2. Show some examples of test images to demonstrate how your pipeline is working. What did you do to optimize the performance of your classifier?

When a car is detected, multiple boxes are drawn on the car, so I used a heatmap to combine boxes into a single box. To remove false positive I used threshold. Then I used label() from scipy.ndimage.measurements to draw box around detected cars. The code for this step is contained in the 12th and 13th code cells of the IPython notebook.

Below results are shown to demonstrate how pipeline is working.

alt text

Video Implementation

1. Provide a link to your final video output. Your pipeline should perform reasonably well on the entire project video (somewhat wobbly or unstable bounding boxes are ok as long as you are identifying the vehicles most of the time with minimal false positives.)

Here's a link to my video result

2. Describe how (and identify where in your code) you implemented some kind of filter for false positives and some method for combining overlapping bounding boxes.

I recorded the positions of positive detections in each frame of the video. From the positive detections I created a heatmap and then thresholded that map to identify vehicle positions. I then used scipy.ndimage.measurements.label() to identify individual blobs in the heatmap. I then assumed each blob corresponded to a vehicle. I constructed bounding boxes to cover the area of each blob detected.

Here are ten frames and their corresponding heatmaps:

alt text


Discussion

1. Briefly discuss any problems / issues you faced in your implementation of this project. Where will your pipeline likely fail?
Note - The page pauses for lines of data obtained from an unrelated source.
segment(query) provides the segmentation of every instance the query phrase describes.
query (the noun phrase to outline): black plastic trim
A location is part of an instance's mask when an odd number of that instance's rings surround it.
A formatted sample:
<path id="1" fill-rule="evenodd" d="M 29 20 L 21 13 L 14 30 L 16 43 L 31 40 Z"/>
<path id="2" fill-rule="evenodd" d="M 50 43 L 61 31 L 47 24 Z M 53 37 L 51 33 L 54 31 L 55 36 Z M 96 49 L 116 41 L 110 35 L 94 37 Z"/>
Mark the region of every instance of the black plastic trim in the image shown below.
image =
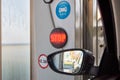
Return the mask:
<path id="1" fill-rule="evenodd" d="M 103 19 L 107 43 L 100 63 L 98 76 L 117 74 L 119 73 L 119 64 L 117 60 L 116 29 L 112 2 L 111 0 L 98 0 L 98 3 Z"/>
<path id="2" fill-rule="evenodd" d="M 65 73 L 65 72 L 58 71 L 53 64 L 53 61 L 54 61 L 53 57 L 56 54 L 59 54 L 59 53 L 65 52 L 65 51 L 72 51 L 72 50 L 81 50 L 84 53 L 81 69 L 77 73 Z M 84 50 L 84 49 L 76 49 L 76 48 L 75 49 L 66 49 L 66 50 L 51 53 L 50 55 L 48 55 L 47 60 L 48 60 L 48 64 L 49 64 L 50 68 L 57 73 L 67 74 L 67 75 L 85 75 L 85 74 L 89 74 L 91 67 L 94 65 L 94 57 L 92 56 L 92 53 L 91 54 L 85 54 L 85 53 L 88 53 L 88 52 L 87 52 L 87 50 Z"/>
What could you do to make it more robust?

  • The pipeline is not a real-time. It takes about 1 fps with Lane line detection. To decrease time for frame processing I think to wrap C++ function for hog features extraction. Another approaches as YOLO or SSD may be used to improve fps.

  • The algorithm may fail in different light conditions, in detection of pedastrains, motorbikes and other vehicles having different forms. To make it more robust it needs train classifier on datasets including pedastrains, motobykes and other vehicles.